A limitation of the current study that must be addressed was the use of only one cell line. One of the major challenges in studying hepatoblastoma is the lack of cell lines and model systems. Although 15 hepatoblastoma cell lines have been reported in the literature (59), the majority lack validation. For example, HepG2 cells have been described in the literature by multiple researchers to be hepatoblastoma cells, but they are derived from a 15-year-old with HCC and the gene expression signature is more consistent with HCC (60).

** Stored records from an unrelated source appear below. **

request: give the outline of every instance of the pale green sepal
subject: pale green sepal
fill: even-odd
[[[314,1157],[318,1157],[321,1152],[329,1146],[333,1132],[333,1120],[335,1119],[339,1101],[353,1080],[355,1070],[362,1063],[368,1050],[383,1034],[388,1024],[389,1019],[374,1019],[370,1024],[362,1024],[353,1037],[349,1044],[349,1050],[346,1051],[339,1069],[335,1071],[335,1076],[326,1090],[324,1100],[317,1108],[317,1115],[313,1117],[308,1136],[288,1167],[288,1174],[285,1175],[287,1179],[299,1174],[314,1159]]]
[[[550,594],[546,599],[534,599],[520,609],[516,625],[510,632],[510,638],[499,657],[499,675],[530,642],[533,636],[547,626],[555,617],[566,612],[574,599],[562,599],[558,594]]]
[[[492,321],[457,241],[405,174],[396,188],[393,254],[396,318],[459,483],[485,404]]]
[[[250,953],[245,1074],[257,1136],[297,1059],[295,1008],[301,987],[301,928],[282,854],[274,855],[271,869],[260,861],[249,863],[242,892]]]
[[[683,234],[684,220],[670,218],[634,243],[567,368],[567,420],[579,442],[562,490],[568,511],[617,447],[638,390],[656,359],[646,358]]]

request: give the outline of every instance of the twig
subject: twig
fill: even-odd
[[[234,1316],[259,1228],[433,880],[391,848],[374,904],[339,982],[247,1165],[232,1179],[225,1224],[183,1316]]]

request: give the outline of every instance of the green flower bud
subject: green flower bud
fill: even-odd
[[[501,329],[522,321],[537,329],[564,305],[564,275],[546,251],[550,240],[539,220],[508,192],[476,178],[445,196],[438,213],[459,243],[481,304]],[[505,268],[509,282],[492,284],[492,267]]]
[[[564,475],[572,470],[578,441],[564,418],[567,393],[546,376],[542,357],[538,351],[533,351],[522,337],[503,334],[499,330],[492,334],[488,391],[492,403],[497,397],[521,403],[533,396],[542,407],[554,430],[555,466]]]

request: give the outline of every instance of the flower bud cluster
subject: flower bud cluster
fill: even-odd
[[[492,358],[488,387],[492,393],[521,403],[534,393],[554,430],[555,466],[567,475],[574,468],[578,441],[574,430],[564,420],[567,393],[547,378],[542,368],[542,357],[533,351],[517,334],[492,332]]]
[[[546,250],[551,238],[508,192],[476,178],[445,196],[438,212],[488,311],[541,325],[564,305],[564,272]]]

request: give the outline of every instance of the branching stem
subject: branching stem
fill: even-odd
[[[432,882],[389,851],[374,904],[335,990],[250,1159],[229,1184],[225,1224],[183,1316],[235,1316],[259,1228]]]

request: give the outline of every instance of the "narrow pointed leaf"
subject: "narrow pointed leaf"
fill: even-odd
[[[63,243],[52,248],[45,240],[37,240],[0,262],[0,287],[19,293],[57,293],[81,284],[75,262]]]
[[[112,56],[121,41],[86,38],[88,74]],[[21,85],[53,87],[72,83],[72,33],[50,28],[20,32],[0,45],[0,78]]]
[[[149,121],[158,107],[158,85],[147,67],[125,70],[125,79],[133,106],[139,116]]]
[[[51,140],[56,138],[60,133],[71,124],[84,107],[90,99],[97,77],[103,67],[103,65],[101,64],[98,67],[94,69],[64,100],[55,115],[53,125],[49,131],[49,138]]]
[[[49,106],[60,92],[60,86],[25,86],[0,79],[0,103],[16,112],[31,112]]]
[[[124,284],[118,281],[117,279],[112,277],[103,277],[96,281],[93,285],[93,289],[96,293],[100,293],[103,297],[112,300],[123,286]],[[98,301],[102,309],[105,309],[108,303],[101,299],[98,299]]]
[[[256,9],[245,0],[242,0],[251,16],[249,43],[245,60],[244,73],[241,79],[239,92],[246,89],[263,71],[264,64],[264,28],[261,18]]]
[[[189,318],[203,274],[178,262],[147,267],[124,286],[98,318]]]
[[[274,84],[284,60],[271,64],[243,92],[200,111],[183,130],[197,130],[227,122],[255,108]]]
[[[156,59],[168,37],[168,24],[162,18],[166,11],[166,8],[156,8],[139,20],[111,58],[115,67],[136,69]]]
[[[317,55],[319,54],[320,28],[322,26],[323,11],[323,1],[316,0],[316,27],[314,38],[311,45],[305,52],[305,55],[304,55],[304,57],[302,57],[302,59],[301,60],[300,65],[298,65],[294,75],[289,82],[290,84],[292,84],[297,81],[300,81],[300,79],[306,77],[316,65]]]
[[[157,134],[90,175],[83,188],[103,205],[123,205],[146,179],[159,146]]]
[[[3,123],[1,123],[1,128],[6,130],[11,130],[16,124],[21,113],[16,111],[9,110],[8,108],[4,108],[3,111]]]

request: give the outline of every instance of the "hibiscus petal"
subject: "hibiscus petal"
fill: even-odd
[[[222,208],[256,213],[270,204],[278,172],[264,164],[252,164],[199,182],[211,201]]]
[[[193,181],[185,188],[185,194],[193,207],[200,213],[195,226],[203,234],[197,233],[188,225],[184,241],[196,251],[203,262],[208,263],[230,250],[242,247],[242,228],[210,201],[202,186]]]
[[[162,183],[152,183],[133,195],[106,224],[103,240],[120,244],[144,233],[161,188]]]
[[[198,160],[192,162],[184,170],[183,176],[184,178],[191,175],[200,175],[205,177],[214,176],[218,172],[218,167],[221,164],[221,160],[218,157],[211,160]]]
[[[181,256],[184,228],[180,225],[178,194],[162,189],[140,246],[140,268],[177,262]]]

The HuH6 cell line is well-established and commonly used as it is the only commercially available long-term passage hepatoblastoma cell line. Our laboratory has previously developed and utilized human hepatoblastoma PDXs (4). However, PDX cells do not propagate well in culture, presenting numerous technical challenges for the CRISPR/Cas9 knockout and rendering the growth of single clones difficult.

In conclusion, KO of PIM3 demonstrated inhibitory effects on the tumorigenicity of hepatoblastoma cells, including decreased cell proliferation and motility in vitro and decreased tumor growth in vivo, induced cell-cycle arrest, and decreased cancer cell stemness. This novel cell line provided a means to further delineate the role of PIM3 in promoting hepatoblastoma tumorigenesis and the stem cell-like phenotype.